Un autre aspect majeur de l’activité de Patricia concerne son dévouement à la communauté des enseignants-chercheurs en sciences de l’éducation et de la formation, à travers sa participation aux travaux du CNU 70e section. Elle a siégé dans cette instance de 2008 à 2019, d’abord comme membre, puis durant les deux mandats suivants comme membre du bureau, d’abord deuxième vice-présidente, ensuite assesseur. Son rôle au sein de ce bureau a été continûment apprécié par les différentes équipes successives, et quelles qu’aient été les sensibilités syndicales. Elue de la liste non syndicale[1], Patricia avait la capacité de trouver des accords avec tous par la qualité et le sérieux de son travail, par sa très bonne connaissance de notre communauté scientifique à l’échelon national, notamment lors des moments toujours délicats de répartition des dossiers à instruire auprès de telle ou tel. Jamais comptable de son temps, dotée d’un réel esprit de synthèse, elle-même procédait à des analyses très équilibrées des dossiers qui lui incombaient (de didactique et d’autres champs), analyses toujours marquées au coin de la bienveillance envers autrui (une des caractéristiques de la personnalité de Patricia), quoique sans laxisme. Prenant des notes très détaillées sur le type de travaux des unes et des autres, Patricia a constitué une véritable mémoire de la section 70, qui se révélait extrêmement précieuse en session pour éclairer l’assemblée lorsqu’un problème survenait et qui a été indispensable à l’appareillage statistique en vue de la rédaction de notre article écrit à partir de notre expérience du CNU 2011-2015 : « Les productions doctorales 2012-2015 et le devenir des docteurs ‘qualifiés’ au prisme de la 70e section du CNU »[2]. Ayant bataillé, avec d’autres, à propos de plusieurs décisions réformatrices, contestables et contestées, tel que par exemple dernièrement le bilan de carrière, elle se reconnaissait pleinement dans la conclusion de cet article : « il nous semble qu’un collectif national pluriel, constitué de 24 membres, et bientôt de 36, s’il ne saurait être à l’abri d’erreurs, reste mieux à même de se prononcer sans parti-pris d’école théorique ou méthodologique étroit sur la qualité scientifique de dossiers doctoraux » et autres questions.

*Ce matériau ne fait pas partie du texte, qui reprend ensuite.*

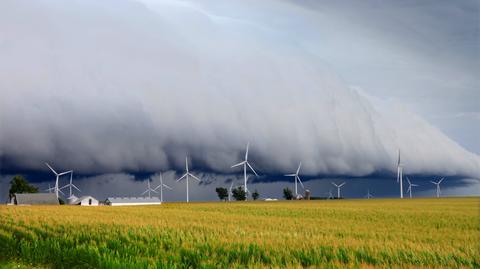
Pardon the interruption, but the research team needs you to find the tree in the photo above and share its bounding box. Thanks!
[252,190,260,200]
[215,188,228,201]
[283,188,293,200]
[232,187,247,201]
[8,175,38,200]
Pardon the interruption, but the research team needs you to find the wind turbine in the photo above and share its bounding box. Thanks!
[332,182,345,198]
[141,179,158,198]
[232,143,258,197]
[45,163,72,199]
[407,177,418,199]
[45,183,54,193]
[285,162,304,198]
[153,173,172,203]
[365,189,373,199]
[430,177,445,198]
[177,157,202,203]
[397,150,403,199]
[60,170,82,198]
[228,180,233,202]
[328,189,333,200]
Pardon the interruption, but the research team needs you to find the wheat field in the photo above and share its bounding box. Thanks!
[0,197,480,268]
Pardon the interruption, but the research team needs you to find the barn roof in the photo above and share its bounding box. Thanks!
[15,193,59,205]
[107,197,160,204]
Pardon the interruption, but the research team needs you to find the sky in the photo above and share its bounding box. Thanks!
[0,0,480,200]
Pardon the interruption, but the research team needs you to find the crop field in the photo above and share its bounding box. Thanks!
[0,198,480,268]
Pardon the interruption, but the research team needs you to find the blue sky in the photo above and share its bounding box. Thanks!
[0,0,480,200]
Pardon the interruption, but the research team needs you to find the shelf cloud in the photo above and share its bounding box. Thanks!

Nous gardons et garderons le souvenir ému de la Patricia formatrice, chercheure, dévouée à sa communauté scientifique bien sûr, mais aussi de la femme enjouée – par-delà les souffrances que lui avait valu la maladie –, dynamique, et toujours en souci des autres, jamais avare de sa bienveillance et de son amitié.
André D. Robert et Richard Wittorski
[1] « Une alternative pour les sciences de l’éducation ».
[2] André D. Robert & Patricia Tavignot, in dossier Evolutions et défis des sciences de l’éducation. Regards transnationaux R. Hofstetter, T. Piot (coords), Les Dossiers des sciences de l’éducation, 2019, 42, 89-119.